The grantha (of the Sanskrit ग्रन्थ grantha , delivers or handwritten) is an old writing which was prévalente in the south of the India. It is supposed that it evolved/moved of the Brahmi, another old writing of India. It influenced the alphabets malayalam and sinhala.

The grantha and Sanskrit

Although today the Sanskrit quasi-exlusivement is quasi-exlusivement written using the Devanagari, it missed a standard writing at its beginnings. The grantha was used to note the Sanskrit in the areas Tamoul ophones of the South Asia until the 19th century. At the beginning of the 20th century, it started to be replaced by the devanagari in the religious and erudite writings, and by the Alphabet tamoul (decorated Diacritique S) in the popular texts.

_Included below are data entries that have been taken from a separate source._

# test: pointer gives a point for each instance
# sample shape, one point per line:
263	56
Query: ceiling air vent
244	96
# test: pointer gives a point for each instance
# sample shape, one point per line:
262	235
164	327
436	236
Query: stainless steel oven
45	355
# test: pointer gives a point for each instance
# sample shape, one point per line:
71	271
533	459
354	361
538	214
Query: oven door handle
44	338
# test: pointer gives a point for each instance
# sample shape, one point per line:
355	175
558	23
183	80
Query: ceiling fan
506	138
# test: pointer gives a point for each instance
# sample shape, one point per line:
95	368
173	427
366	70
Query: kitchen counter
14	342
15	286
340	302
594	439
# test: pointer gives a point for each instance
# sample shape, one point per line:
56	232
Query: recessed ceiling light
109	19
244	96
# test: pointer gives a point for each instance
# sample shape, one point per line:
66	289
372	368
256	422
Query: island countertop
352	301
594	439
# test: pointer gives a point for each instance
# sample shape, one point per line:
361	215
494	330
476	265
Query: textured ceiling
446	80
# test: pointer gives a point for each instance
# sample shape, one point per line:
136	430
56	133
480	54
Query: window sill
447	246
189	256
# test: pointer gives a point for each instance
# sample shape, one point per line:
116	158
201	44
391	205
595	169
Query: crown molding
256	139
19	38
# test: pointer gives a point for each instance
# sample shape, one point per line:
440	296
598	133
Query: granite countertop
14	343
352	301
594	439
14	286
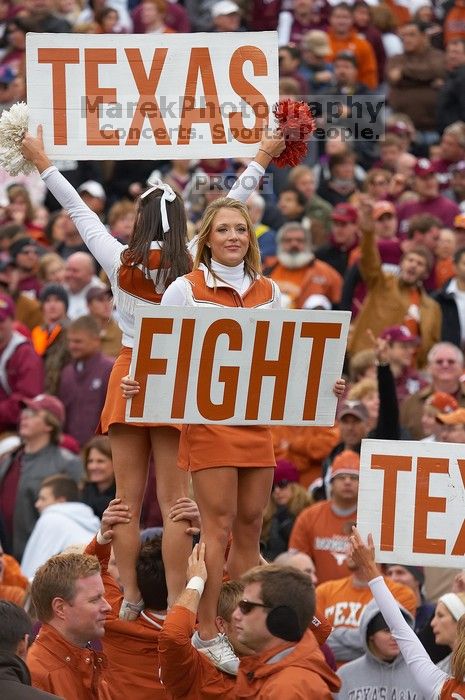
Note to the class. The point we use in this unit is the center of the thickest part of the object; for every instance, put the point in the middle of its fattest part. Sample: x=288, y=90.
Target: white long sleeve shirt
x=104, y=247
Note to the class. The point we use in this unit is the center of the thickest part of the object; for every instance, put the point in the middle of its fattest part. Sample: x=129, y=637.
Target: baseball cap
x=353, y=408
x=224, y=7
x=399, y=128
x=46, y=402
x=346, y=462
x=54, y=290
x=317, y=42
x=98, y=293
x=93, y=188
x=442, y=402
x=7, y=307
x=383, y=207
x=399, y=334
x=345, y=213
x=459, y=221
x=285, y=471
x=424, y=167
x=456, y=417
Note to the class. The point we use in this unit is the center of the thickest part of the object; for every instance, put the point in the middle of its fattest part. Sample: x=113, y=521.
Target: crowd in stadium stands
x=375, y=226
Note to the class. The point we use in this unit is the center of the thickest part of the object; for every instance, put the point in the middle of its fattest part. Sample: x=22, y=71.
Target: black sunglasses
x=282, y=484
x=246, y=606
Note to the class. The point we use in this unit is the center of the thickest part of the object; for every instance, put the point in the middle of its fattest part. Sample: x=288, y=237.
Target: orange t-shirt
x=322, y=534
x=343, y=603
x=131, y=647
x=304, y=446
x=443, y=271
x=450, y=688
x=454, y=25
x=364, y=54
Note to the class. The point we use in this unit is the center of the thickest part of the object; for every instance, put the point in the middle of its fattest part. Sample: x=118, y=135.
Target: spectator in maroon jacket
x=21, y=369
x=84, y=380
x=429, y=201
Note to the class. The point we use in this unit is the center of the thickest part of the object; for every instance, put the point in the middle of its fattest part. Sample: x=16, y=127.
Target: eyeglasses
x=246, y=606
x=281, y=484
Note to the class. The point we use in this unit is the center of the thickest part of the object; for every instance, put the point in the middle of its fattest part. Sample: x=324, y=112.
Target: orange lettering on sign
x=228, y=375
x=181, y=379
x=424, y=504
x=200, y=65
x=459, y=546
x=146, y=364
x=59, y=58
x=391, y=465
x=97, y=95
x=248, y=93
x=320, y=332
x=260, y=367
x=147, y=105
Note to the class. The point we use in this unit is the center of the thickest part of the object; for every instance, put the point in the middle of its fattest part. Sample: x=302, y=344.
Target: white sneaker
x=220, y=651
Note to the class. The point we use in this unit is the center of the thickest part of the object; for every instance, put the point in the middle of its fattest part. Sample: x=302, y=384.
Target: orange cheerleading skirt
x=211, y=446
x=114, y=410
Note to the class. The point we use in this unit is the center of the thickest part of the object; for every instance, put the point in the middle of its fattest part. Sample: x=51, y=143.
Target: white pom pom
x=13, y=127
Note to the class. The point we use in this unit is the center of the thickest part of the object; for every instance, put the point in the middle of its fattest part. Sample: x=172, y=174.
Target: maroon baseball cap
x=353, y=408
x=399, y=334
x=46, y=402
x=424, y=167
x=345, y=213
x=7, y=307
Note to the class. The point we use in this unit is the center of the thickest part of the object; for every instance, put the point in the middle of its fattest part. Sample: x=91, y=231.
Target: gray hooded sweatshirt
x=368, y=678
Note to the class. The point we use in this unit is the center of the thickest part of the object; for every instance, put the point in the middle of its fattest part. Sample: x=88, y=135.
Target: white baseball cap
x=224, y=7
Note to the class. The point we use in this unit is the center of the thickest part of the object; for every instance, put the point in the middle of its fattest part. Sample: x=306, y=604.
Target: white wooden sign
x=237, y=366
x=412, y=498
x=164, y=96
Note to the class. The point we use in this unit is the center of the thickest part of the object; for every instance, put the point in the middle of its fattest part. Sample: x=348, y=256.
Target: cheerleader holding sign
x=155, y=256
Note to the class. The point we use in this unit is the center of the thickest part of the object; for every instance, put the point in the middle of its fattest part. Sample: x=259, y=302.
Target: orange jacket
x=342, y=603
x=364, y=55
x=131, y=647
x=185, y=672
x=66, y=670
x=12, y=574
x=304, y=446
x=324, y=536
x=290, y=670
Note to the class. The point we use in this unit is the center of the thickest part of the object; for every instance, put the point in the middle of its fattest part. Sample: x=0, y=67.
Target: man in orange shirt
x=344, y=38
x=132, y=646
x=68, y=597
x=322, y=530
x=298, y=273
x=273, y=619
x=343, y=602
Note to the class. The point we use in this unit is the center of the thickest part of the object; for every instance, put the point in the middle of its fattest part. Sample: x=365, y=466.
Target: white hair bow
x=169, y=195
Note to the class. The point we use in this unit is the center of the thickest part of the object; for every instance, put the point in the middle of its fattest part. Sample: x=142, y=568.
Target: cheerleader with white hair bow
x=140, y=272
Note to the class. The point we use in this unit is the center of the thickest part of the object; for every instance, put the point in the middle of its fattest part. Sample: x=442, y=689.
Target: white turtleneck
x=177, y=293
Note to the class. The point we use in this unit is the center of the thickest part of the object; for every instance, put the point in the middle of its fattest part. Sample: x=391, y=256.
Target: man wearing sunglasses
x=272, y=619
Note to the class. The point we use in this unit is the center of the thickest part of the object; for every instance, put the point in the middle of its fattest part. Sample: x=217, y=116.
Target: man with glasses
x=272, y=619
x=445, y=367
x=25, y=258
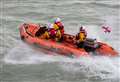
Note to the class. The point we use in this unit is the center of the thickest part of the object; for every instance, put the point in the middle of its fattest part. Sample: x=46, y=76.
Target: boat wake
x=96, y=67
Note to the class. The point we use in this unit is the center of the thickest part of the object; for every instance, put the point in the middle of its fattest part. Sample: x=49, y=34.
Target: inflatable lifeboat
x=32, y=34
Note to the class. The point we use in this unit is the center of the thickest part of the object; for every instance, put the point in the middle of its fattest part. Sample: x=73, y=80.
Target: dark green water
x=21, y=63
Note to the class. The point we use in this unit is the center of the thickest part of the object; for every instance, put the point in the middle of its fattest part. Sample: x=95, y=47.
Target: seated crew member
x=54, y=33
x=81, y=37
x=58, y=25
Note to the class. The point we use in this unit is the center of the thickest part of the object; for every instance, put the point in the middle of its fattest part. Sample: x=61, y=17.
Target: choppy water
x=21, y=63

The grantha was also employed historically to note the Manipravalam tamoul-Sanskrit, a mixture of tamoul and Sanskrit used in the Exégèse S of the texts Sanskrits. This situation leads to a frankly complex system in which the words tamouls were to be noted in Alphabet tamoul and the words Sanskrits in grantha. About the 15th century, the system had reached such a complexity that the same word could be written partly in an alphabet, partly in the other: the sanskrite root in grantha, the Suffix S in tamoul. This system fell in disuse when the Manipravalam lost its popularity, but by practice, the printed texts which were at the origin in manipravalam continued to employ it until the middle of the 20th century.

At our time, the grantha is still used in the religious field by the Hindu orthodoxe tamoulophones. It is indeed used to note the name of a child for the first time during the ceremony of the Nāmikarṇa, or for traditional formulas in the almanacs.

The grantha and the tamoul

It is thought that the Tamoul was written in grantha during a certain period, but nowadays, the tamoul has its own alphabet.

Certain tests of loans of words Sanskrits in tamoul took place from the past; although there exist well defined rules of loans to write the foreign words in tamoul, certain people noted these words in grantha.